Hafsa Iqbal

Hafsa received her BSc degree in Electrical Engineering from University of Engineering and Technology Taxila, Pakistan in 2016 and MS degree (President’s Gold Medal) in Electrical Engineering from National University of Sciences and Technology, Pakistan in 2018. She worked as a Research Assistant in Centre for Advanced Research in Engineering (CARE), Pakistan (2017) and got an experience on FPGA. Her research interests include signal processing techniques, estimation and detection methods, Internet of Things and Cognitive Radios. She is currently a PhD candidate and involved in the JD ICE programme.

Additional Info

  • Project title: Transfer learning of decision capabilities between human drivers and autonomous vehicles
  • Research project:

    An autonomous vehicle is capable of sensing its surrounding environment and navigating without human input. There are 5 different levels of autonomous cars. As the level of automation increases, the role of the driver shifts from active control of the vehicle, to monitoring, to limited or no involvement in the driving task.
    Autonomous vehicles will change our lives in many ways. Drivers can use their time in a car to use the internet, read, work, eat, or sleep. Autonomous vehicles can provide transportation for those who cannot drive themselves. An autonomous car can take someone to work and then return home by itself to take children to school. In urban areas, if an autonomous car can be summoned when wanted, there will be little need for individuals to own a car. Congestions will decrease; far less parking will be needed; land use patterns likely would change.
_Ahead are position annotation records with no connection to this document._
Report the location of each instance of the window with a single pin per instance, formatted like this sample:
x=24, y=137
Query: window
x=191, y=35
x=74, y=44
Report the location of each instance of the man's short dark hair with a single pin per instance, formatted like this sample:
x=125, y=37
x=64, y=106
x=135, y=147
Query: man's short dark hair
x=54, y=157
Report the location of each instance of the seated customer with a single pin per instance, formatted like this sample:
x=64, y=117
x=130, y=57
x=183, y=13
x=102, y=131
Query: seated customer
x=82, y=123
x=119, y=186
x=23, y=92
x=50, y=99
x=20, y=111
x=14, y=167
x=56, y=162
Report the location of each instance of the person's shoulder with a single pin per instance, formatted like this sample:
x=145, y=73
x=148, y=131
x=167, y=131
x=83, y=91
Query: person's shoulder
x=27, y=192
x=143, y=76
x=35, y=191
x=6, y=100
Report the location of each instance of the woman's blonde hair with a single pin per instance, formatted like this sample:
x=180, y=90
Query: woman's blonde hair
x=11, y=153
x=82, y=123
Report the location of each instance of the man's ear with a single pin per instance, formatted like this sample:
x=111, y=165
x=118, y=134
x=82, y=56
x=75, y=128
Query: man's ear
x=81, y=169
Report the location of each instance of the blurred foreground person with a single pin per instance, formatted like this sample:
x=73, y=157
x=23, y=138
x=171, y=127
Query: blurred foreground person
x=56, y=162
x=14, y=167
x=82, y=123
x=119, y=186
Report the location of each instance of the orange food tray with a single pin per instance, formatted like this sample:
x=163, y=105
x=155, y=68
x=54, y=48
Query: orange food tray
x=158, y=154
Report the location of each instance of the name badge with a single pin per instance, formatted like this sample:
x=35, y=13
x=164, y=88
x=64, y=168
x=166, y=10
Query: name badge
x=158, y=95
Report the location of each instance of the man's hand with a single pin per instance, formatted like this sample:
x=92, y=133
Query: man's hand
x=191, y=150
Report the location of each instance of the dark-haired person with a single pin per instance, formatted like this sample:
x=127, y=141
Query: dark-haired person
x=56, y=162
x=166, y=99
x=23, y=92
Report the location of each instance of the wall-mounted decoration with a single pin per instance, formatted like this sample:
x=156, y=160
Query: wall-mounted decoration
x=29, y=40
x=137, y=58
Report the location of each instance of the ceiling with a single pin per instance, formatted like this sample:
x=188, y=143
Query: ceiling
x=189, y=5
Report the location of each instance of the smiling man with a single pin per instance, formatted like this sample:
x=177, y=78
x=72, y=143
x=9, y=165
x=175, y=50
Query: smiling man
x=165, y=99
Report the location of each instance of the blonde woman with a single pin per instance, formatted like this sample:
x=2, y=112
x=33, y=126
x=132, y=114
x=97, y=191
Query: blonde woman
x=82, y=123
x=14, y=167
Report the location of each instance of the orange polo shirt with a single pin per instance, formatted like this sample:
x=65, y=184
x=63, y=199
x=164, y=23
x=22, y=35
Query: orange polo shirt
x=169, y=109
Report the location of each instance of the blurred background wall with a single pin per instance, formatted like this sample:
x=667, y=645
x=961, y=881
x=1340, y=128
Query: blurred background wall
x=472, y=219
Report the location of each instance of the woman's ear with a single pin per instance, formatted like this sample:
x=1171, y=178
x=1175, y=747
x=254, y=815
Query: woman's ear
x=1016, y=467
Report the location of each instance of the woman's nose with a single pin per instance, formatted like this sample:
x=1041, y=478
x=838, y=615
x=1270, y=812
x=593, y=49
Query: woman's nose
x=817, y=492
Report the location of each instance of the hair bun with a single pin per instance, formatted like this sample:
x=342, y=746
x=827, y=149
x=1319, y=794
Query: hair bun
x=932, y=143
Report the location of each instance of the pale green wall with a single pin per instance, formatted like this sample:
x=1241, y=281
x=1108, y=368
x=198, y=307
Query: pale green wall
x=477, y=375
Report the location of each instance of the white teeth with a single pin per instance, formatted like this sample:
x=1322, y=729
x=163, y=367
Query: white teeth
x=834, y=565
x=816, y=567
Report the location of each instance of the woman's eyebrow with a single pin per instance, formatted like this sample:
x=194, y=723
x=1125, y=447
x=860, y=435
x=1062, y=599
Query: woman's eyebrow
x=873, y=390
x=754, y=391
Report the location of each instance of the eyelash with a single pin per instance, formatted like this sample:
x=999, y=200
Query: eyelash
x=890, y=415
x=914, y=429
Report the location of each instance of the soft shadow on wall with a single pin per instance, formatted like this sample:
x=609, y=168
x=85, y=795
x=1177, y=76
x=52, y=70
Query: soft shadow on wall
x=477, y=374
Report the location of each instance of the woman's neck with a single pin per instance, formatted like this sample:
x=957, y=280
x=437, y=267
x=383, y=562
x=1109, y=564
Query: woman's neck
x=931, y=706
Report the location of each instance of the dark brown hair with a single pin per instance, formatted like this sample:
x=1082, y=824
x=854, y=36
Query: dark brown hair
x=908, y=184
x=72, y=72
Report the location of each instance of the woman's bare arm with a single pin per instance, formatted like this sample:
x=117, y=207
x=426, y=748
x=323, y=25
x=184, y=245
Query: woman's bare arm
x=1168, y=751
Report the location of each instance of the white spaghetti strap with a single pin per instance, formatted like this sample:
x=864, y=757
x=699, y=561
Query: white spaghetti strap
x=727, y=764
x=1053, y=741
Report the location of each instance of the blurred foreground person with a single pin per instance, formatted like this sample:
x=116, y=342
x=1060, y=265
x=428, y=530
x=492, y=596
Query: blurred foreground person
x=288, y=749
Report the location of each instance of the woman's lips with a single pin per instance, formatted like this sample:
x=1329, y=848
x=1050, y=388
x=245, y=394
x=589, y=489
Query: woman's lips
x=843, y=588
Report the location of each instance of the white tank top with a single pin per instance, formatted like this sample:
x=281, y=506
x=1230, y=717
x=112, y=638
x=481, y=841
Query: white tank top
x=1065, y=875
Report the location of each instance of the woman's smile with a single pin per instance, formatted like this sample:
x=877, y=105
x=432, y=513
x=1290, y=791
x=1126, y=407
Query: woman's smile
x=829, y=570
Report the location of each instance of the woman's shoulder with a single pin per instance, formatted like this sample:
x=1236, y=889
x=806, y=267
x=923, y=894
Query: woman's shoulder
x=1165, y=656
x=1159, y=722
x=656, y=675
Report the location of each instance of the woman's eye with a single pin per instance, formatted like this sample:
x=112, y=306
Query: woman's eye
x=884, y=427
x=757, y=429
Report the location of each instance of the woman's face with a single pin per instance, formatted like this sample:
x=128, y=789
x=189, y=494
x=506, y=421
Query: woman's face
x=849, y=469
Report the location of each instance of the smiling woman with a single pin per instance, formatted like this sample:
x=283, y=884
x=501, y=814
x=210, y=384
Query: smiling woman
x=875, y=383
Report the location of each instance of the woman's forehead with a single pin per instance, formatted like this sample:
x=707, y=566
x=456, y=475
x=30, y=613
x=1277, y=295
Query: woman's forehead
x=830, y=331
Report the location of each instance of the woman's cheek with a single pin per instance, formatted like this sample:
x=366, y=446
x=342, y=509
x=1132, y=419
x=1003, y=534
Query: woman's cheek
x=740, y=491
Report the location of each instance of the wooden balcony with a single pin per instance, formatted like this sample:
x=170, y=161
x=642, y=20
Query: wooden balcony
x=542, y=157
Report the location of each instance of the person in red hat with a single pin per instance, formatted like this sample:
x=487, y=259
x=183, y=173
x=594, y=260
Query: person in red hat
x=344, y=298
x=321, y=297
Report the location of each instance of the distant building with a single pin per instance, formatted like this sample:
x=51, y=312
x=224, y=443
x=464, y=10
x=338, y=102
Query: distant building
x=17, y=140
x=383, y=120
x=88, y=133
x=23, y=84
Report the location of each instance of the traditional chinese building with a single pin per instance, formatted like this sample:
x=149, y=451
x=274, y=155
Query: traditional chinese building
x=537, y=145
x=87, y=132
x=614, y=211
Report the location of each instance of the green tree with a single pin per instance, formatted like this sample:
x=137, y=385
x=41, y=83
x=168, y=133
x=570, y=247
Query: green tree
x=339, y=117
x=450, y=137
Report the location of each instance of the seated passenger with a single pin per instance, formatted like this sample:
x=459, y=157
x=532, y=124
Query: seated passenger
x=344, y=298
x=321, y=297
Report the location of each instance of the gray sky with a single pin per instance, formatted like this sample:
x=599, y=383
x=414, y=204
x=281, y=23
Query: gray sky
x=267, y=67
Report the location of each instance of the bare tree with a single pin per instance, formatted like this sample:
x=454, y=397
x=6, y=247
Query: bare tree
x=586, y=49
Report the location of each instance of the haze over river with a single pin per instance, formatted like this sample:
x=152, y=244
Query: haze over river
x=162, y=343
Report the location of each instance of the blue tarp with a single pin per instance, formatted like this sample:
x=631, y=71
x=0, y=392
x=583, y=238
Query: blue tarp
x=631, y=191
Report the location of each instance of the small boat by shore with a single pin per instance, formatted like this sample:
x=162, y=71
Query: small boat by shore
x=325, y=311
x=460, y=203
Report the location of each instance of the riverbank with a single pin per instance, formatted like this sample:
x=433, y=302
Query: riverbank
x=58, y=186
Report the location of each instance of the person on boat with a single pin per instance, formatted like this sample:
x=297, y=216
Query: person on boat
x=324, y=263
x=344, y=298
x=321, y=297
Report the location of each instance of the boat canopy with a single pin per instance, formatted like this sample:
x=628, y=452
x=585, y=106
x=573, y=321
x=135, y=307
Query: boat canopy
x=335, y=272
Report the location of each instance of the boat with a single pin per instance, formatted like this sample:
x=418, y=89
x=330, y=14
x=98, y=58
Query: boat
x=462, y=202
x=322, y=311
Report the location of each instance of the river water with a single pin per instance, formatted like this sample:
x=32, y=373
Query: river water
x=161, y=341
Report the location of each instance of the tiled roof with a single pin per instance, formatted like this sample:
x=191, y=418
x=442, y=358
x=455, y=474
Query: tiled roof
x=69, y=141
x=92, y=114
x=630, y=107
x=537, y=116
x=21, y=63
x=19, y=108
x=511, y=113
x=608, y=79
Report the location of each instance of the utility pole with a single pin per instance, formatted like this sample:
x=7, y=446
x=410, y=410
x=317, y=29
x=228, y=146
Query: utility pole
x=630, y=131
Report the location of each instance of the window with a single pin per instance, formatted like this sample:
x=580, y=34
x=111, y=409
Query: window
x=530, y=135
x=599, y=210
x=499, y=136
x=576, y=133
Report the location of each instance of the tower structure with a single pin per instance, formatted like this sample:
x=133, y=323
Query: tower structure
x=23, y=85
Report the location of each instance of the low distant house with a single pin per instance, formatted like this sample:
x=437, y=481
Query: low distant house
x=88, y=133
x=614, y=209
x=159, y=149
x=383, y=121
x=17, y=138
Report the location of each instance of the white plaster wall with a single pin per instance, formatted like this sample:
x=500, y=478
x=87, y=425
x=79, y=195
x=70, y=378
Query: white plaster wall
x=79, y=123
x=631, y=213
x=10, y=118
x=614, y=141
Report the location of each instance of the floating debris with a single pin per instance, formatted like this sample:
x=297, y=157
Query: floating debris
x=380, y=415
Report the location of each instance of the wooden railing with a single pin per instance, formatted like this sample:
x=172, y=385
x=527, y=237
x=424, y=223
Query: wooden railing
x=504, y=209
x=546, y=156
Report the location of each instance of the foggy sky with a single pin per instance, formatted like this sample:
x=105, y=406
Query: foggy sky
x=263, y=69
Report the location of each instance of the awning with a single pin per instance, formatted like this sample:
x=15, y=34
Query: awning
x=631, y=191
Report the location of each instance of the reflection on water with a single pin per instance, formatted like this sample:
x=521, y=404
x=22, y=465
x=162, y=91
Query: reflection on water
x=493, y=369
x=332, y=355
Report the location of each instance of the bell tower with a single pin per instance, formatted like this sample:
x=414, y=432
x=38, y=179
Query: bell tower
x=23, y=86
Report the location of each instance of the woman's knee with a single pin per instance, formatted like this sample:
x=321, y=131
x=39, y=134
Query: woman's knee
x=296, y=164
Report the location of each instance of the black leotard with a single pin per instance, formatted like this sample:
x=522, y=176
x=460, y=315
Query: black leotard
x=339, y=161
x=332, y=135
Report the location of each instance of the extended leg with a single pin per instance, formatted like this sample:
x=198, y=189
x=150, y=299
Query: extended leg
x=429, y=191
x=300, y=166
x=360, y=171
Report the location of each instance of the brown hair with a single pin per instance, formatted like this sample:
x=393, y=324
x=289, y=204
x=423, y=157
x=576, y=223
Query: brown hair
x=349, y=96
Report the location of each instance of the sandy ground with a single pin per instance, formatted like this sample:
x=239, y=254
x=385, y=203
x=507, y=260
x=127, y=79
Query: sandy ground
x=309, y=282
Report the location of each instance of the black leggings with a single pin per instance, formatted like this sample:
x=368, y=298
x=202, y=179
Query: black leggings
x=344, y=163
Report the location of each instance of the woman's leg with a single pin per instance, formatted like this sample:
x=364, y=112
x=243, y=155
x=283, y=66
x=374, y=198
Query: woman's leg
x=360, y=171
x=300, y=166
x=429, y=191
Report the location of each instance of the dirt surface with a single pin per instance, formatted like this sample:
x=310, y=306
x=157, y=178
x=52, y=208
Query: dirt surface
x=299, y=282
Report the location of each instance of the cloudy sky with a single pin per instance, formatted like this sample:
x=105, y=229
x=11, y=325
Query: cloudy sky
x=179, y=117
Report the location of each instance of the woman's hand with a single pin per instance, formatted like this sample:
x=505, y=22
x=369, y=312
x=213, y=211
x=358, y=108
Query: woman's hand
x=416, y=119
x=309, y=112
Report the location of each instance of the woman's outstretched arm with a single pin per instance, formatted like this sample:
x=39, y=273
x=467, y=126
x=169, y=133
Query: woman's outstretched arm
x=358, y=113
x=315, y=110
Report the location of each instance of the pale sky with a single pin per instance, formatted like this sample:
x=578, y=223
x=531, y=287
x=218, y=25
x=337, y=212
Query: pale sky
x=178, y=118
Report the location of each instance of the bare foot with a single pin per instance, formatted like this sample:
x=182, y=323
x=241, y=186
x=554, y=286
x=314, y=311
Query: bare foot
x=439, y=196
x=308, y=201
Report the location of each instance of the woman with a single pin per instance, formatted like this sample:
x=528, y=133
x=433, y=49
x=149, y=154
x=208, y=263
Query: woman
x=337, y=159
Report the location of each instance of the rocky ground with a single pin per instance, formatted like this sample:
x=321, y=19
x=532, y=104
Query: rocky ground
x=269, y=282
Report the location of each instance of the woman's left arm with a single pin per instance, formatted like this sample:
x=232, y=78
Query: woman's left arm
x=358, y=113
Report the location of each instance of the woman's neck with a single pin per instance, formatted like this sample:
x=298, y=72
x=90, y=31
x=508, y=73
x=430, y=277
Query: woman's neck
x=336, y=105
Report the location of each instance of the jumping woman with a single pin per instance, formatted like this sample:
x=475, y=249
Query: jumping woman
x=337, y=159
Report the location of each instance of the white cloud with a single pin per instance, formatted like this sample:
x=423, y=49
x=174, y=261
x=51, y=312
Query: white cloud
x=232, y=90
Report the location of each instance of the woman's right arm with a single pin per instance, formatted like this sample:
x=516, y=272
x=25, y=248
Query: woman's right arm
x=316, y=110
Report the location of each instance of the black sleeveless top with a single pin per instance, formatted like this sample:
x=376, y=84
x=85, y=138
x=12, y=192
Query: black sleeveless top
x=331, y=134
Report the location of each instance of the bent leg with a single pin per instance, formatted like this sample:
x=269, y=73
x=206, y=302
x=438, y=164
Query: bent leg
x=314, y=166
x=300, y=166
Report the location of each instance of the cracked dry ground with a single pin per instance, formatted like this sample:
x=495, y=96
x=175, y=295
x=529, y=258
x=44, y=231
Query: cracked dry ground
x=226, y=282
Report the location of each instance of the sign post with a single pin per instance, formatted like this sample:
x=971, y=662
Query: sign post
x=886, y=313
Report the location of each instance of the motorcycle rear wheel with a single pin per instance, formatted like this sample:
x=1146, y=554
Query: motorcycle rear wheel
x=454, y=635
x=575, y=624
    Transfer learning can be categorized under three sub-categories, i.e., inductive, transductive and unsupervised transfer learning, based on different situations between the source and target domains and tasks. Transfer learning can be applied to various tasks such as classifications, feature selection, object detection, visual tracking, pedestrian detection, and etc. It has had many applications in autonomous vehicles, too. Transfer learning can be efficiently used to perform high-quality prediction of self-driving car steering angles based on images using different deep learning techniques. The power of transfer learning is used for autonomous cars to test the direct perception approach by fine-tuning a standard AlexNet architecture pre-trained using ImageNet data.